SEOUL: A South Korean court prepared to deliver a verdict Monday in the trial of a disgraced scientist whose fraudulent claims of breakthroughs in stem cell research shook the international scientific community.
Hwang Woo-suk was once hailed as a national hero in South Korea. His purported breakthroughs in cloning stem cells raised hopes for developing cures to diseases such as Alzheimer's, but they were deemed bogus in 2005 and Hwang was put on trial a year later.
Hwang publicly apologized for faking data in academic papers but said he was also deceived by a fellow researcher.
A central point in the case is whether Hwang accepted research funds knowing that the papers he had published contained fake data.
Hwang had been the only South Korean scientist allowed to carry out research into stem cells - master cells that can grow into any bodily tissue - that scientists say could lead to revolutionary cures for hard-to-treat diseases such as Alzheimer's and Parkinson's. But the government stripped him of his license in 2006, citing his "ethical problems."
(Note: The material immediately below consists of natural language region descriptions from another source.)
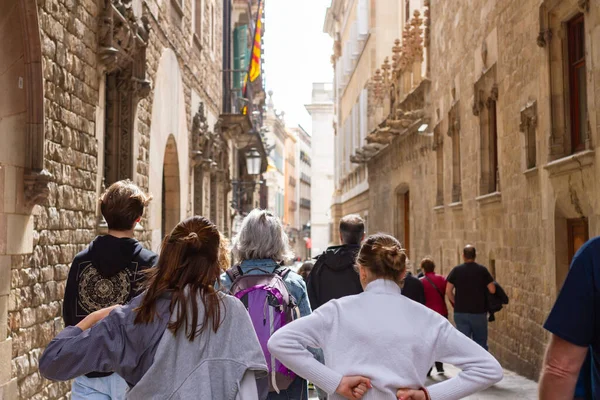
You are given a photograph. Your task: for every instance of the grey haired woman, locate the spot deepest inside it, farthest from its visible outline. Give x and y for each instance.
(262, 246)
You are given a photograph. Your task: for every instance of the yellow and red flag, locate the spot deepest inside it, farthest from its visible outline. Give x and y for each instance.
(254, 68)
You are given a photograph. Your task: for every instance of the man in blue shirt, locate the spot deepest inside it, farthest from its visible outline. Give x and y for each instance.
(575, 328)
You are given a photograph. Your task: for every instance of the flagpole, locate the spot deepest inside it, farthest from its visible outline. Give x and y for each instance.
(258, 16)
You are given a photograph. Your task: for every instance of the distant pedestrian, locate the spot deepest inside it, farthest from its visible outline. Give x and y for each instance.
(108, 272)
(575, 326)
(467, 288)
(435, 295)
(260, 249)
(305, 270)
(384, 336)
(413, 288)
(334, 274)
(181, 339)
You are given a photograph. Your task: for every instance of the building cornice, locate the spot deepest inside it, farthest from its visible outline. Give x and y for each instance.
(319, 107)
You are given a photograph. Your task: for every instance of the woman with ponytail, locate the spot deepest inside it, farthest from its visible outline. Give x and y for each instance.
(385, 338)
(181, 338)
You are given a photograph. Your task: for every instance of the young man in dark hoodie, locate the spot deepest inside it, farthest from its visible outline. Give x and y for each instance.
(334, 275)
(108, 272)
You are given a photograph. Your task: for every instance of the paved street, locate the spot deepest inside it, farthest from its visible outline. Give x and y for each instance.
(512, 387)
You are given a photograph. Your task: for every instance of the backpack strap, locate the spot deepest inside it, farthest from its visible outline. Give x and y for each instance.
(282, 271)
(234, 273)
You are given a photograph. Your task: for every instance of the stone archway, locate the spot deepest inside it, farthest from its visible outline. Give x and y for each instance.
(171, 202)
(168, 123)
(402, 228)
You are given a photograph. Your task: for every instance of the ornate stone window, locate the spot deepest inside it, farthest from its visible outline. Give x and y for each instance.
(438, 145)
(198, 22)
(562, 32)
(528, 127)
(176, 11)
(454, 133)
(485, 107)
(123, 42)
(577, 83)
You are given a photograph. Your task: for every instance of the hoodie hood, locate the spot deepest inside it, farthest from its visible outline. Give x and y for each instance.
(110, 254)
(340, 257)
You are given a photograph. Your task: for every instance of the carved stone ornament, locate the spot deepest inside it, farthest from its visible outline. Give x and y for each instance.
(454, 120)
(494, 92)
(544, 37)
(484, 54)
(123, 41)
(36, 187)
(584, 5)
(528, 117)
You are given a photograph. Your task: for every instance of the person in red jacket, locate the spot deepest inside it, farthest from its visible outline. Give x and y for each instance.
(435, 298)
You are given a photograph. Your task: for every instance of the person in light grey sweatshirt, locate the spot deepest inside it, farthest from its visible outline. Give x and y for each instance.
(384, 336)
(180, 339)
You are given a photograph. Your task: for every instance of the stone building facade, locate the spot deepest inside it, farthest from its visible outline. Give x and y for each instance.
(363, 32)
(92, 92)
(321, 110)
(489, 122)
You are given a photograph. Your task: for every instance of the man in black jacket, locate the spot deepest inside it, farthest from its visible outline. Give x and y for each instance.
(413, 288)
(108, 272)
(334, 274)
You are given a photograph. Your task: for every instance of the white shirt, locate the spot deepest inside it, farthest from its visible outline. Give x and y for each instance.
(388, 338)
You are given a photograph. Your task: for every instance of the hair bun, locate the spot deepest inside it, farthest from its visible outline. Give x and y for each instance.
(394, 257)
(192, 239)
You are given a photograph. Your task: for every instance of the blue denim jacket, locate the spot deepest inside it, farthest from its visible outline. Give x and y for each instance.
(294, 282)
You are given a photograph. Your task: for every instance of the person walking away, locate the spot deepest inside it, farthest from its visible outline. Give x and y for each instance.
(108, 272)
(268, 289)
(382, 335)
(334, 274)
(467, 288)
(413, 288)
(575, 328)
(434, 286)
(305, 270)
(180, 339)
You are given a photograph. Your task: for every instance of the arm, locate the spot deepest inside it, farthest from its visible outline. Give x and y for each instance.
(70, 297)
(479, 368)
(561, 369)
(450, 292)
(95, 344)
(421, 293)
(248, 389)
(312, 289)
(303, 302)
(289, 345)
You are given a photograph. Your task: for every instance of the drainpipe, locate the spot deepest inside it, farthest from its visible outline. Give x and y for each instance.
(227, 56)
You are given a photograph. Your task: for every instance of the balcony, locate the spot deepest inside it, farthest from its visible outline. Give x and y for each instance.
(304, 178)
(292, 206)
(304, 203)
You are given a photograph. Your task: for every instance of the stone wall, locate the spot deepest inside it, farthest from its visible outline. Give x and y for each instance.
(517, 231)
(67, 221)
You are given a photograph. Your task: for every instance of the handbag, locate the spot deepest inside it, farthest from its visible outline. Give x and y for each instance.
(435, 287)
Hwang and his former colleagues at Seoul National University said in a 2004 paper in the journal Science that they had created the world's first cloned human embryos and extracted stem cells from them. A year later, Hwang's team also claimed in the journal that they had created human embryonic stem cells genetically matched to specific patients, a purported breakthrough that promised a way to withstand rejection by a patient's immune system.
But a university committee later declared the 2005 paper a fraud based on faked data, and cast doubt on his 2004 findings as well. Science retraced Hwang's both papers.
Hwang, fired from his university, is now focusing on animal cloning at a local institute. During an August 24 trial, Hwang pleaded for leniency, saying he was ready to "pour the last of my passion" into research.
Hwang and his team of scientists claimed to have created the world's first known dog clone in 2005, and that achievement was independently confirmed.